The tech not only grades users but can rate how difficult different exercises are and use that to determine the order of lessons throughout the experience.
“There’s some general things we know about difficulty that are true across the board. Receptive [exercises], translating to English, that’s going to be easier for everybody,” Blanco says. “But based on your personal pattern of mistakes and errors, it figures out what exercises have been tricky for you, what vocabulary and grammar you have more difficulty with, and we can personalize based on your particular learning pattern.”
Another characteristic they borrowed from how kids learn is something they call implicit teaching. This is the idea that not every single word in a sentence needs to be translated and memorized, and that as users engage with the content, and the lessons, they will start to notice the order of words in the sentences and deduce how the grammar works in each context.

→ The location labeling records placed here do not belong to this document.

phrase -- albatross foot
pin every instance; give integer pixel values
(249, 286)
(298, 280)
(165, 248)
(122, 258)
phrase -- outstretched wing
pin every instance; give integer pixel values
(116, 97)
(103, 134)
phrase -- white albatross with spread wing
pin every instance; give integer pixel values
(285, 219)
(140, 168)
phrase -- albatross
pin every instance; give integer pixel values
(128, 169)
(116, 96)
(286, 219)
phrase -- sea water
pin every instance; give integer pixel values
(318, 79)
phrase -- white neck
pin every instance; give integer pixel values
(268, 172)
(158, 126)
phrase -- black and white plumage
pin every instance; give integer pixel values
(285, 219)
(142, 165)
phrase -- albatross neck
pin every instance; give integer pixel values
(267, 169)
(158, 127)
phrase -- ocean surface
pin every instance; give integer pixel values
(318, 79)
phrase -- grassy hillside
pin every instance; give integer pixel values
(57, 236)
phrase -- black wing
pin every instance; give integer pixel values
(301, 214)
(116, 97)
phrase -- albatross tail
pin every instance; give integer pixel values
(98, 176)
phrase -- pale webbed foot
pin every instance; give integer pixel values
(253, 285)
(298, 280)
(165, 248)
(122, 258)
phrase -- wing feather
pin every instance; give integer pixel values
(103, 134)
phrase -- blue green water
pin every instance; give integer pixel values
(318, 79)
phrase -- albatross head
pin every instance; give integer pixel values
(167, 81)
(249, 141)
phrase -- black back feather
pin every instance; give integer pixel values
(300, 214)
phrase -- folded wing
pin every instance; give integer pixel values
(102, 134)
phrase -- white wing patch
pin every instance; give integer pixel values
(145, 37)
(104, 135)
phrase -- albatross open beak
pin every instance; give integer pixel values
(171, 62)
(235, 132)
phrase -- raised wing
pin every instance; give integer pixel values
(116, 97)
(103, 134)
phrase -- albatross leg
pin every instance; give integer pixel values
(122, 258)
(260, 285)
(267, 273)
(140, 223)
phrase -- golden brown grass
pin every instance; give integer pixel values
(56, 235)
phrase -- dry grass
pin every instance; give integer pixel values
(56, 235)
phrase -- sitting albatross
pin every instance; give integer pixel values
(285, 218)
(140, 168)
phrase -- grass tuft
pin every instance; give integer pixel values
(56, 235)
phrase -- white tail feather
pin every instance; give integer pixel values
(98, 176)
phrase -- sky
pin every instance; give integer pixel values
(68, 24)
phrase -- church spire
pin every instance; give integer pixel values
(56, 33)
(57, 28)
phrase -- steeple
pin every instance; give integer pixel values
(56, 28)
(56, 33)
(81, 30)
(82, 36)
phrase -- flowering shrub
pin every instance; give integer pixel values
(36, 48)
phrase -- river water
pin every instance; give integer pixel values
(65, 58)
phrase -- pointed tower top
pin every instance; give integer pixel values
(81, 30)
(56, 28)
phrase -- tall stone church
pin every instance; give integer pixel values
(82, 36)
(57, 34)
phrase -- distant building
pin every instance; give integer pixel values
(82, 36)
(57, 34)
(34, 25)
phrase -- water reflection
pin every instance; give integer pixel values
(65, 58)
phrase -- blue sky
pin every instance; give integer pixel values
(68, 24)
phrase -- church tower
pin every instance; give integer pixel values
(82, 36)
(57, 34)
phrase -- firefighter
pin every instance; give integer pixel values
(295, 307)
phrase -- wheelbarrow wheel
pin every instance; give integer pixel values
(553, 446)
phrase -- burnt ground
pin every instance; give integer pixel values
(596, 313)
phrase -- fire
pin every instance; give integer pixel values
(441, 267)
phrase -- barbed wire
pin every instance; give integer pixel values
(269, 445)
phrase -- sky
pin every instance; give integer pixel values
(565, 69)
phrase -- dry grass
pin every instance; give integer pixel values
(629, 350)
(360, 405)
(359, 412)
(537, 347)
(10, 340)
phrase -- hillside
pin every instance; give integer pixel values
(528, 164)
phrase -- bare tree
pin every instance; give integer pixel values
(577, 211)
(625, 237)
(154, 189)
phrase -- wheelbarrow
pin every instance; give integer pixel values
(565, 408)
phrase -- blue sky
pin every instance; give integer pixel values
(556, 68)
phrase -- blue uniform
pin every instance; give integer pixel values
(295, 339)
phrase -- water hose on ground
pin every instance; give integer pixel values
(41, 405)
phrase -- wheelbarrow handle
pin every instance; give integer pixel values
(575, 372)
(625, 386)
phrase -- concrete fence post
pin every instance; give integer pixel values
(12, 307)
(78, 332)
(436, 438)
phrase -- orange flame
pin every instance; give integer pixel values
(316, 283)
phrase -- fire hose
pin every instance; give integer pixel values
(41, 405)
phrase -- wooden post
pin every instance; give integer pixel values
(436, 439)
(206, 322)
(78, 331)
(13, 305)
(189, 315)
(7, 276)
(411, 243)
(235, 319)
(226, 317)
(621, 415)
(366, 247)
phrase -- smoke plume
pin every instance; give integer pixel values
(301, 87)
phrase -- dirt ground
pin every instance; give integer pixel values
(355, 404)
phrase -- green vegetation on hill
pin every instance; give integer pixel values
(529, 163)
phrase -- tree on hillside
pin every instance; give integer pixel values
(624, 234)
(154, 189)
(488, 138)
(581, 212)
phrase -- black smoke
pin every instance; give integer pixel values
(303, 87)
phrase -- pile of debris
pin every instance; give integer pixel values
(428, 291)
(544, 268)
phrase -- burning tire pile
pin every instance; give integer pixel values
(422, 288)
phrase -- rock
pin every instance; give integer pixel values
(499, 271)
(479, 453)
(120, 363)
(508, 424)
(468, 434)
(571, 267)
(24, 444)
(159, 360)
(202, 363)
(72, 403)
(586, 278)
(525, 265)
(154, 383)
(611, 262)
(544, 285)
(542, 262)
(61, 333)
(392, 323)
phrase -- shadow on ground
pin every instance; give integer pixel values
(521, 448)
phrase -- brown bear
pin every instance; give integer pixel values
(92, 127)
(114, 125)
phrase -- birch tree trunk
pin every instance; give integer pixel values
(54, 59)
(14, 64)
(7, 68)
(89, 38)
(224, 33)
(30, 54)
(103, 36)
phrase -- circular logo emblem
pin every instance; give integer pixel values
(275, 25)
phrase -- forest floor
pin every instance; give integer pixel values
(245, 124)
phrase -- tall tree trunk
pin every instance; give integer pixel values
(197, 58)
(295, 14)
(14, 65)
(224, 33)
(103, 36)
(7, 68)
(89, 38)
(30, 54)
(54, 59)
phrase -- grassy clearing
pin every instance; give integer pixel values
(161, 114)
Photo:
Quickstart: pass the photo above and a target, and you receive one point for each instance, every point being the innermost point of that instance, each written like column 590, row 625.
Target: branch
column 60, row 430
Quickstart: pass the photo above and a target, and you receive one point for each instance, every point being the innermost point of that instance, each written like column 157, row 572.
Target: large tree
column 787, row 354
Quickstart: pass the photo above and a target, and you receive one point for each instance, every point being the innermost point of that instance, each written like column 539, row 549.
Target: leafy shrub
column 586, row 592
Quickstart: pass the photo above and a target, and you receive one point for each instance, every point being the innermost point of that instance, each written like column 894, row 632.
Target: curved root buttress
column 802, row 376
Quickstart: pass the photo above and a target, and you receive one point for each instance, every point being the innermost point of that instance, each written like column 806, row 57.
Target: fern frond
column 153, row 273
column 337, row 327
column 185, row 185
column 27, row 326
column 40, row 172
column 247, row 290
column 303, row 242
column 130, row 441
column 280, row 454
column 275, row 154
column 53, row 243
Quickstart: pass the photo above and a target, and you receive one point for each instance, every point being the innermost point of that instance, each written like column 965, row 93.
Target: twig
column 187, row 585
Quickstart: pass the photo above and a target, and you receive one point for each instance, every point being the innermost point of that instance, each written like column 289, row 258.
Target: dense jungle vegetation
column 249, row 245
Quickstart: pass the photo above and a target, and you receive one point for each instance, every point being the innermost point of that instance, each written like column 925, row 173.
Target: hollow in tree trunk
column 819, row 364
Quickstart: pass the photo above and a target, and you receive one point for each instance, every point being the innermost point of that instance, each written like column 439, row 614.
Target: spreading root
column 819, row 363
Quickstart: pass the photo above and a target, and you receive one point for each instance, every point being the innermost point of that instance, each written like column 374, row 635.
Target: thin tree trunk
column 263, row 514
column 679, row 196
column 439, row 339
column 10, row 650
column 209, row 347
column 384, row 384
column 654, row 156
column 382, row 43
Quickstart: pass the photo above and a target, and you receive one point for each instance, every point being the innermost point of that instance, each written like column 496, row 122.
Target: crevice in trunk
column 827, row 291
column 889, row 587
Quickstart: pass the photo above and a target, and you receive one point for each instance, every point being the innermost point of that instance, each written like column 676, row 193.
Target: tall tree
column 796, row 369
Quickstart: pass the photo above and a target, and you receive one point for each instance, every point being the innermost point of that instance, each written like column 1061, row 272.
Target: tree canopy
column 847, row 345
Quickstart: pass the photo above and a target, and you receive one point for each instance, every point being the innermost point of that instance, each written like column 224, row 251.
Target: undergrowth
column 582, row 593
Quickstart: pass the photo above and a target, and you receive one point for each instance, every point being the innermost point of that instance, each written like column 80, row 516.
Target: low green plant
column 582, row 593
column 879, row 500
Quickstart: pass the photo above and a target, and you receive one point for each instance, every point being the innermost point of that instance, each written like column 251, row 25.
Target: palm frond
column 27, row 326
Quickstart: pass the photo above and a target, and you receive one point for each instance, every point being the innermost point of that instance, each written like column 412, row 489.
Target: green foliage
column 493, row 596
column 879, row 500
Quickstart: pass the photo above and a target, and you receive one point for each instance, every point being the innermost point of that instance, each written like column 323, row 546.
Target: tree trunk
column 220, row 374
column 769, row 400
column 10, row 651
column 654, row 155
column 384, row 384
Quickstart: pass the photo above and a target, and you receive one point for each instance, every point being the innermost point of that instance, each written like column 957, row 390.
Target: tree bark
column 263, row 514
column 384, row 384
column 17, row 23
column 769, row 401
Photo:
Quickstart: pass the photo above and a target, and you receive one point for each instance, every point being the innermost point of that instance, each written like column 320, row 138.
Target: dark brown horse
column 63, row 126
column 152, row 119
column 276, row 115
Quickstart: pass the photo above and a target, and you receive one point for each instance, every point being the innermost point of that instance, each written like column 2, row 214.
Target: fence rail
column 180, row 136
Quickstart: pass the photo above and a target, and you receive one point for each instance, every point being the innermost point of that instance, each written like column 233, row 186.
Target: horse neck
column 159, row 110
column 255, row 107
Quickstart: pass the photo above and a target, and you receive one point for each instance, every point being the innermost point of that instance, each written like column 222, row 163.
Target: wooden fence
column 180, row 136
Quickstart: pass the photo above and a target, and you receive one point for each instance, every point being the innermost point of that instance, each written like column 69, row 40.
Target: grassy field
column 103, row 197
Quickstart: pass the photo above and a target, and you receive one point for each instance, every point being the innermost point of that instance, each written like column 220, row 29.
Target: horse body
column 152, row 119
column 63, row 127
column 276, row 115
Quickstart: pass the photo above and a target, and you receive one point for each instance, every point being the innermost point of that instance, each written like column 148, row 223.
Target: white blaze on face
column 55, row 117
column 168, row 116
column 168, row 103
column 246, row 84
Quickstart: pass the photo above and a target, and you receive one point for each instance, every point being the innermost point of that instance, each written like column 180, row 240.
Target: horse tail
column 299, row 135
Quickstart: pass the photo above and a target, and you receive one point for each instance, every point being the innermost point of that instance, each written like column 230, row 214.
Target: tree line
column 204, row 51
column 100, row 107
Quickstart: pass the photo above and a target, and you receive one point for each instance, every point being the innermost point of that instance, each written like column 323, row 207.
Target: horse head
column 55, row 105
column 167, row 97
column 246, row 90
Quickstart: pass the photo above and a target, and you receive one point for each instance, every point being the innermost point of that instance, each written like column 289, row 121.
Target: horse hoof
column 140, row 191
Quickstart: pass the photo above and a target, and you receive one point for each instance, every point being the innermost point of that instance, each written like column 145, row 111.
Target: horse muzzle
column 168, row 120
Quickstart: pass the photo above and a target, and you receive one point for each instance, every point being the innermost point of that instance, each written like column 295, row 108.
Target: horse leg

[Related: MIT scientists taught robots how to sabotage each other]
“There’s just no way we can make the adult experience as efficient as it is for kids. Kids have no jobs, they have tons of time, they have lots and lots of people around them,” says Blanco. “For adults, we’ll never be able to create that experience. But there are things we can do to speed it up.”
That’s by pairing implicit learning with more explicit instructions, corrections, or feedback. “In our bigger courses, like the French course, you’ll get more tips and information about different kinds of mistakes,” Blanco says. “We know implicit gets you to learn more types of information, but we know that we need to supplement.” The algorithm helps set how often these explicit comments appear, and on which errors. For example, it can discern between a simple typo with a bigger grammar issue.
What Duolingo is working on
Blanco thinks that a lot of new tech developments have made challenges like speech recognition easier. But the model they use is different from a typical language model. “Part of it is because our use case is really different from technology that might be used in customer service chat apps,” she says, since Duolingo’s users are inherently not proficient native speakers of the languages they’re choosing to learn. “Customer service chats are looking for particular keywords, but they’re also expecting certain kinds of phrasing and grammar.” Their algorithm expects certain types of errors.
It’s a work in progress. The team is experimenting with moving the tech away from just translating, even though that’s more easy computationally to do.
“I feel the next frontier for us in effective language teaching is what we do with open ended speech and open ended questions,” she says.